On the opposite end of the spectrum where my Top 10 Summer Video Games sit on one end, the mid-90s gem Desert Bus sits on the other.
Simon Parkin of the New Yorker recently wrote an article on just how boring Desert Bus is and I thought to myself, "really? Can it be that bad?"
Well 99 cents and fifteen minutes later… yes, yes it can.
The object is to drive a bus for eight hours. Not a video game equivalent of eight hours, but for an actual, real time, no really we mean it, eight hours.
What madman would come up with such a stupid idea for a game? The answer might surprise you as it is none other than Penn Jillette and Teller, the magic/illusionist duo. They made the game back in 1995 when outrage over supposed video game violence causing real life violence was at a fever pitch.
The game sat for years until it was brought to the public through the iPhone and Android stores. Since then, countless people have done the same exact thing I did.
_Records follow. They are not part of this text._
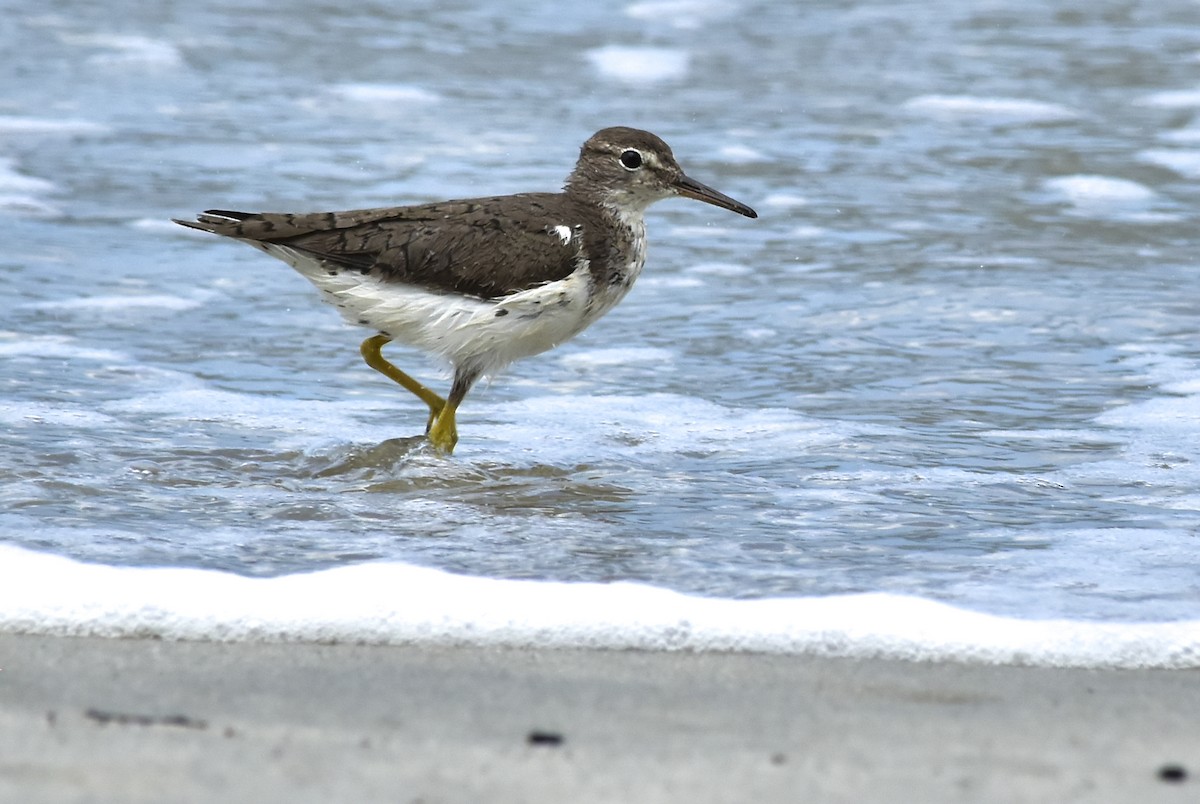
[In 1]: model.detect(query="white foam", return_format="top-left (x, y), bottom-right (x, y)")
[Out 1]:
top-left (329, 84), bottom-right (440, 103)
top-left (760, 193), bottom-right (809, 209)
top-left (1045, 175), bottom-right (1154, 204)
top-left (718, 145), bottom-right (770, 164)
top-left (0, 115), bottom-right (109, 137)
top-left (559, 347), bottom-right (676, 367)
top-left (1135, 89), bottom-right (1200, 109)
top-left (1136, 149), bottom-right (1200, 179)
top-left (0, 157), bottom-right (54, 193)
top-left (904, 95), bottom-right (1079, 122)
top-left (625, 0), bottom-right (739, 30)
top-left (0, 193), bottom-right (62, 217)
top-left (22, 293), bottom-right (208, 312)
top-left (61, 34), bottom-right (184, 70)
top-left (1042, 174), bottom-right (1166, 222)
top-left (0, 545), bottom-right (1200, 668)
top-left (0, 331), bottom-right (128, 362)
top-left (587, 44), bottom-right (689, 84)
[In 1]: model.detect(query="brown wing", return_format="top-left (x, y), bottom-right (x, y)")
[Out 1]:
top-left (176, 193), bottom-right (580, 299)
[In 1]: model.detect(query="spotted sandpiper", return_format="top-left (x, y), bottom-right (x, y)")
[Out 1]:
top-left (175, 127), bottom-right (758, 454)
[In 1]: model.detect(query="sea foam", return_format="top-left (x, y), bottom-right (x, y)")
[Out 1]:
top-left (0, 545), bottom-right (1200, 668)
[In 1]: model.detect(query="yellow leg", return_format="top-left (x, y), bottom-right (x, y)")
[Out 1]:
top-left (425, 402), bottom-right (458, 455)
top-left (359, 335), bottom-right (454, 427)
top-left (425, 366), bottom-right (479, 455)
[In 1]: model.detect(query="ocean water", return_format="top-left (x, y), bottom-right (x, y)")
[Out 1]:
top-left (0, 0), bottom-right (1200, 666)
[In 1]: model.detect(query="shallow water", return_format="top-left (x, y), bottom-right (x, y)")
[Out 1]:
top-left (7, 0), bottom-right (1200, 620)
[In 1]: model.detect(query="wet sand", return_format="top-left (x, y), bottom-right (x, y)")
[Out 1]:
top-left (0, 635), bottom-right (1200, 804)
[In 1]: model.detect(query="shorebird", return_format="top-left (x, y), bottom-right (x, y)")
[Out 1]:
top-left (174, 127), bottom-right (758, 454)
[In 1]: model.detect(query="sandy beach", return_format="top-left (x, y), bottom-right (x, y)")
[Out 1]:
top-left (0, 635), bottom-right (1200, 804)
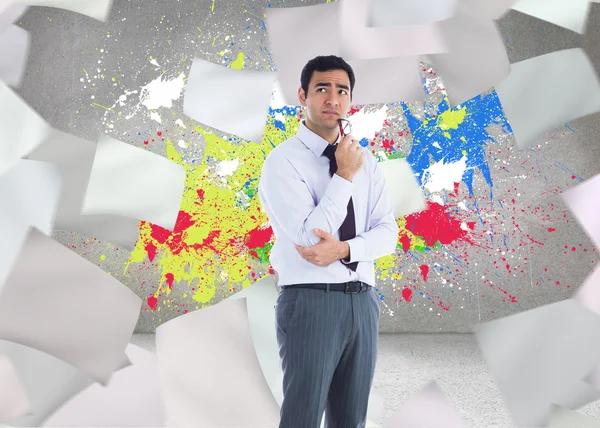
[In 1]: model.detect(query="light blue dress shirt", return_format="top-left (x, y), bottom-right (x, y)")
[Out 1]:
top-left (258, 121), bottom-right (398, 286)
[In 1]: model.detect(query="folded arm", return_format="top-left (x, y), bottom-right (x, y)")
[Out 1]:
top-left (342, 158), bottom-right (398, 264)
top-left (258, 156), bottom-right (352, 247)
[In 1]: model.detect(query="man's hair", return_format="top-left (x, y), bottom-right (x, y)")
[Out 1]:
top-left (300, 55), bottom-right (356, 96)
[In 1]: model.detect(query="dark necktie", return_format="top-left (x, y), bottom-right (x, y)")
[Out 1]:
top-left (323, 144), bottom-right (358, 272)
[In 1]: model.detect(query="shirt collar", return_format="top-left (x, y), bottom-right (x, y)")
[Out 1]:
top-left (296, 121), bottom-right (341, 157)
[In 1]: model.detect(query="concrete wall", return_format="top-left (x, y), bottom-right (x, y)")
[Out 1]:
top-left (19, 0), bottom-right (600, 332)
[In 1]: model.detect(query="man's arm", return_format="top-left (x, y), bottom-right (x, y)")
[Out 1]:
top-left (258, 155), bottom-right (352, 247)
top-left (340, 160), bottom-right (398, 264)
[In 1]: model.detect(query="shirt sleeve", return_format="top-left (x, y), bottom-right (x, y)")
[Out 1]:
top-left (342, 157), bottom-right (398, 264)
top-left (258, 152), bottom-right (352, 247)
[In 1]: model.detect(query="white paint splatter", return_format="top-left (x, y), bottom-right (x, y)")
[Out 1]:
top-left (348, 105), bottom-right (388, 141)
top-left (217, 159), bottom-right (240, 177)
top-left (150, 111), bottom-right (162, 123)
top-left (140, 73), bottom-right (185, 110)
top-left (423, 156), bottom-right (467, 193)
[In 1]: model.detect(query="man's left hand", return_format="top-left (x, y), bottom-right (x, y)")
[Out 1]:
top-left (296, 229), bottom-right (348, 266)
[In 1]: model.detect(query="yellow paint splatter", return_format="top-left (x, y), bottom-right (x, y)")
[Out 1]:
top-left (437, 107), bottom-right (467, 131)
top-left (231, 52), bottom-right (246, 70)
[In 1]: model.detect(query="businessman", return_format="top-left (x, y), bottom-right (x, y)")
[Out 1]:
top-left (258, 56), bottom-right (398, 428)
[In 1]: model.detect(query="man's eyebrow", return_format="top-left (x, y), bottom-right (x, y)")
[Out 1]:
top-left (315, 82), bottom-right (350, 91)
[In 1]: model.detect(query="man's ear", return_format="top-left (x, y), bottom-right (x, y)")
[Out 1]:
top-left (298, 86), bottom-right (306, 107)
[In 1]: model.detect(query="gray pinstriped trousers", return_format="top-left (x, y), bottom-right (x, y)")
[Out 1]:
top-left (275, 288), bottom-right (380, 428)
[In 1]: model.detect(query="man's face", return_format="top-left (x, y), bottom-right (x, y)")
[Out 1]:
top-left (298, 70), bottom-right (351, 129)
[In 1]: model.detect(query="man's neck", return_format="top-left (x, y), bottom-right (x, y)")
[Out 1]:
top-left (304, 120), bottom-right (339, 144)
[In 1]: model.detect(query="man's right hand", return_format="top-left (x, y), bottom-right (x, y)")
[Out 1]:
top-left (335, 135), bottom-right (365, 181)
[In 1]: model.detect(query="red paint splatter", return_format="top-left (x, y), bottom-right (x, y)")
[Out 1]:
top-left (406, 201), bottom-right (478, 247)
top-left (165, 273), bottom-right (175, 290)
top-left (148, 296), bottom-right (158, 311)
top-left (400, 234), bottom-right (410, 254)
top-left (145, 242), bottom-right (156, 262)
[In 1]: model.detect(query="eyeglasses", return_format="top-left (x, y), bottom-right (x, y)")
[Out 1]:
top-left (338, 119), bottom-right (352, 137)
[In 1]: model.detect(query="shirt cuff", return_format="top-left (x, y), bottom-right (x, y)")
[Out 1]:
top-left (323, 174), bottom-right (352, 209)
top-left (342, 236), bottom-right (365, 265)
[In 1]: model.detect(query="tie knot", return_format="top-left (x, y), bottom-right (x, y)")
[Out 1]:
top-left (323, 144), bottom-right (337, 161)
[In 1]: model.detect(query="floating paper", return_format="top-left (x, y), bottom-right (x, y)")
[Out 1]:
top-left (225, 276), bottom-right (281, 395)
top-left (28, 129), bottom-right (139, 251)
top-left (0, 25), bottom-right (31, 88)
top-left (548, 406), bottom-right (600, 428)
top-left (156, 298), bottom-right (279, 428)
top-left (475, 299), bottom-right (600, 427)
top-left (183, 58), bottom-right (276, 142)
top-left (0, 81), bottom-right (51, 176)
top-left (42, 344), bottom-right (165, 427)
top-left (366, 0), bottom-right (454, 27)
top-left (0, 355), bottom-right (31, 422)
top-left (266, 2), bottom-right (425, 105)
top-left (5, 0), bottom-right (112, 21)
top-left (428, 0), bottom-right (510, 106)
top-left (82, 136), bottom-right (185, 230)
top-left (0, 228), bottom-right (141, 384)
top-left (496, 49), bottom-right (600, 148)
top-left (512, 0), bottom-right (590, 34)
top-left (0, 159), bottom-right (63, 292)
top-left (379, 159), bottom-right (426, 218)
top-left (562, 174), bottom-right (600, 247)
top-left (0, 5), bottom-right (29, 27)
top-left (0, 340), bottom-right (129, 427)
top-left (384, 382), bottom-right (466, 428)
top-left (338, 0), bottom-right (448, 61)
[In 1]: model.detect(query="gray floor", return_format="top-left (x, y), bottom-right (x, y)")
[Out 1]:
top-left (132, 334), bottom-right (600, 428)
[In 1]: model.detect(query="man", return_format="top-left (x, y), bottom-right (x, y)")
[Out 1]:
top-left (258, 56), bottom-right (398, 428)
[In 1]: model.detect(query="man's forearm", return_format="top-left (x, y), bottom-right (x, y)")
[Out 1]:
top-left (338, 241), bottom-right (350, 261)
Download the game, figure out how to get the bus going, last about five minutes until you realize nothing else is going to happen, and then quit.
While Desert Bus is mind-numbingly boring, it has found a niche market and that small group of fans have come together each year to raise money for the charity Child’s Play through a group called Desert Bus for Hope.
It’s nice to see that something that was meant to show the non-relation between video game violence and real-life violence could be turned into something even greater.
However, I will take issue with Penn and Teller’s assertion that their game helps the violence argument. While no humans were involved, by the time I’d been dragged back to the start of the eight hour trek for running off the road, there was a lot of verbal abuse and even some physical harm done to my poor iPhone.
So, if you aren’t planning on playing for charity, and you have a life that you enjoy, go ahead and save your 99 cents and pass on Desert Bus. Trust me on this one.